The potential ‘magic bullet’ in the changes was the intention to move patients and their services out of expensive institutions. Community-based care was assumed to be more user friendly, more appropriate, more easily accessible, and cheaper, so the philosophy seemed like a ‘no brainer’.

Moreover, the drivers were strong enough to keep the GP community (more or less) on board despite repeated disappointments as the aspirational rhetoric of each round of reforms was diluted by real world politics.

What has emerged as the Kevlar vest against the magic bullet however, has been the difficulty of getting resources to follow the patients. The machinations here have been a perpetual problem that may now derail things once again.

With the reforms of the early 1990s, traditional hospital-based activity did begin to migrate to the community. Patients with diabetes, hypertension, angina, and a host of other medical conditions were treated in their GPs’ surgeries. Even some technical procedures began to move, as GP practices (or surgeons employed by them) started carrying out endoscopies, vasectomies, even more complex procedures such as hernia repairs.
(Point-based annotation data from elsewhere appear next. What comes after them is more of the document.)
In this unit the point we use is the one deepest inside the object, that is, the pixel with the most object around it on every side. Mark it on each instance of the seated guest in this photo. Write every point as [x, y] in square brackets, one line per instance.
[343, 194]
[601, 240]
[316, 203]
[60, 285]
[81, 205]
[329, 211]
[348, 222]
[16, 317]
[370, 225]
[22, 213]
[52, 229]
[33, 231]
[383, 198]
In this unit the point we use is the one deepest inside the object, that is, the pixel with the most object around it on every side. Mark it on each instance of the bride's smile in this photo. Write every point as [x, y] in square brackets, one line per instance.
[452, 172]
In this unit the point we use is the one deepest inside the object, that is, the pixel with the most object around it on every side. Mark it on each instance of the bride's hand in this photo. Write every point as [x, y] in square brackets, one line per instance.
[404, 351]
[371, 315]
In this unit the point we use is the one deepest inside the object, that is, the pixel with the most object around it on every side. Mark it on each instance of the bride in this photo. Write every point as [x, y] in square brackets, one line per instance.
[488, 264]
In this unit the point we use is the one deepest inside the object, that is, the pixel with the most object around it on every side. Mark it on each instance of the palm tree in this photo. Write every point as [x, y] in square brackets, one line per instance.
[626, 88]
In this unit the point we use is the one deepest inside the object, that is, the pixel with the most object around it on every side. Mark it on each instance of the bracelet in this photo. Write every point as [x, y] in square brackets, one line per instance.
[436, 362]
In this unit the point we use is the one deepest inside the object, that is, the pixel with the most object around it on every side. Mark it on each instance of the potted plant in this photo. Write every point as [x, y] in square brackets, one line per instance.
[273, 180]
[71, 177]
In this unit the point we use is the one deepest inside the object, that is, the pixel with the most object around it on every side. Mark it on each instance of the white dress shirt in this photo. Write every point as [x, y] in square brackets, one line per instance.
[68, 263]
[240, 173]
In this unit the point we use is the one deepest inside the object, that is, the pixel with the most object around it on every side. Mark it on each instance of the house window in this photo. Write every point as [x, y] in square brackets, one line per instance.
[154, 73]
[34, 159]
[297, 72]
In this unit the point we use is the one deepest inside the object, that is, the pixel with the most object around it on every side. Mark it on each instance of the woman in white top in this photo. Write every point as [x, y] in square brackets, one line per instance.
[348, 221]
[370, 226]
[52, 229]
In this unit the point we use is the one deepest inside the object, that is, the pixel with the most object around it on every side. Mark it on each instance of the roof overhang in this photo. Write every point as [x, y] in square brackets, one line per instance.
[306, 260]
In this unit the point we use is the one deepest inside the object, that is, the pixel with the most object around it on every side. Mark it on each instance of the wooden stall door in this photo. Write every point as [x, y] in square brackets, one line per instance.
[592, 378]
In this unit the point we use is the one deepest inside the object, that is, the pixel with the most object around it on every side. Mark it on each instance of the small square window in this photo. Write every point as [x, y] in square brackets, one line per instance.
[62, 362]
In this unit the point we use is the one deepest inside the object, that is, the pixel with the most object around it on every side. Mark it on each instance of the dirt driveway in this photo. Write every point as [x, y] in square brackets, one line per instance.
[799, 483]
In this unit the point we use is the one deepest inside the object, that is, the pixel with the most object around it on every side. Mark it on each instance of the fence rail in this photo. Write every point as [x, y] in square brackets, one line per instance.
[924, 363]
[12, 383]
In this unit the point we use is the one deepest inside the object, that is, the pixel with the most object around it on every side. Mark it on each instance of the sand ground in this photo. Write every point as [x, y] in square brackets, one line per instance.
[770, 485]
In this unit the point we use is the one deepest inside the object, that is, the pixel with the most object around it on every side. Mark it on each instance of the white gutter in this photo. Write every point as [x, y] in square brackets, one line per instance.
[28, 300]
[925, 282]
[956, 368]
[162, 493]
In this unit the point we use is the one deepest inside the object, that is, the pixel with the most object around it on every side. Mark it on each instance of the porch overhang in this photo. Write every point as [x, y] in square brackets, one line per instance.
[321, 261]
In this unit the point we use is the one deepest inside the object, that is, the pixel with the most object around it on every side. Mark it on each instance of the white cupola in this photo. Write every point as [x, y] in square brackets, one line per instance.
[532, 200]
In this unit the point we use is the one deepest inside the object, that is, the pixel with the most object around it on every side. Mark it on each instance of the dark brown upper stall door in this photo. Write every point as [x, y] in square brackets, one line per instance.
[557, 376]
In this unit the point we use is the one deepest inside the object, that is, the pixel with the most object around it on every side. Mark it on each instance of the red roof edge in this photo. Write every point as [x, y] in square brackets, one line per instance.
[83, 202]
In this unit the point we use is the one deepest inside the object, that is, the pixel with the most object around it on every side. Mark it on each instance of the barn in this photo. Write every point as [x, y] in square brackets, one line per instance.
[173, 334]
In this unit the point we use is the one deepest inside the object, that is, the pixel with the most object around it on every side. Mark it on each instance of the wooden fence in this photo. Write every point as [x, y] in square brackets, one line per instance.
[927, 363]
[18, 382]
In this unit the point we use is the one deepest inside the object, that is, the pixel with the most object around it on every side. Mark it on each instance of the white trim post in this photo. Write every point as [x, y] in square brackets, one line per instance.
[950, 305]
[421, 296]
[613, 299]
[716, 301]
However, what became quickly apparent was that the cash that could be taken out of the acute sector as it lost this activity was minimal. Individual diabetic patients only incur a few prescriptions, a modicum of staff time, and their ‘hotel’ costs. Unless one could close entire wards, real costs could apparently not be taken out, only costs at the margins. Without that incentive, the moves to make radical service changes fizzled out, leaving the established status quo more or less intact.

With the establishment of clinical commissioning (originally GP-led commissioning), the phoenix of real service change looked as if it could emerge from the ashes of previously stalled political initiative. Once again, it was proposed that GPs (or the wider primary care clinical groupings) would ‘control the majority of spending in the NHS’ and thus be able to make step changes to the dynamic of service delivery by moving resources out of the acute sector into community-based facilities.

But lo and behold, another issue has emerged to stymie these moves, based on a political ideology aimed at increasing competition, and the fear that GPs will use the new arrangements to line their own pockets. Formal competitive tendering has been introduced, whose practicalities have yet to be tested. Thus for example (according to guidance issued from the NHS Commissioning Board (NHSCB) last summer) CCGs ‘will need to decide whether services could be delivered by a number of potential providers (which may include general practice) or whether they could only be provided by general practice’. However, it is unclear how they will be held to account for their decisions, and by whom.

Although the NHSCB (through its area teams/regional offices) is not intended in principle to interfere, experience over the last two years has shown that at every stage the need to get the process right has trumped concerns about outcome. To misquote an old aphorism, we are focusing on doing things right rather than doing the right things, and this seems unlikely to change while the CB itself is learning how to function.

But there is a larger concern. The last thirty years have shown that we need to consider the structure and function of the NHS as two distinct issues. The system is evolving so that function is better and more seamlessly integrated, whilst the organizational structures that support these functions are often better kept separate. What must flow freely however, are the lubricants of success, which are money and information.

There is more discussion to be had here, but the immediate point is that as long as the funding streams of hospital and community care are handled separately, and the incentives for the preferred outcomes are not carefully and precisely aligned, no system will ever function properly. The dog’s dinner that has been the politicized process of the last three years has resulted in a confused, opaque structure that will never produce the culture that we need if we want efficient, user-friendly services as our outcome.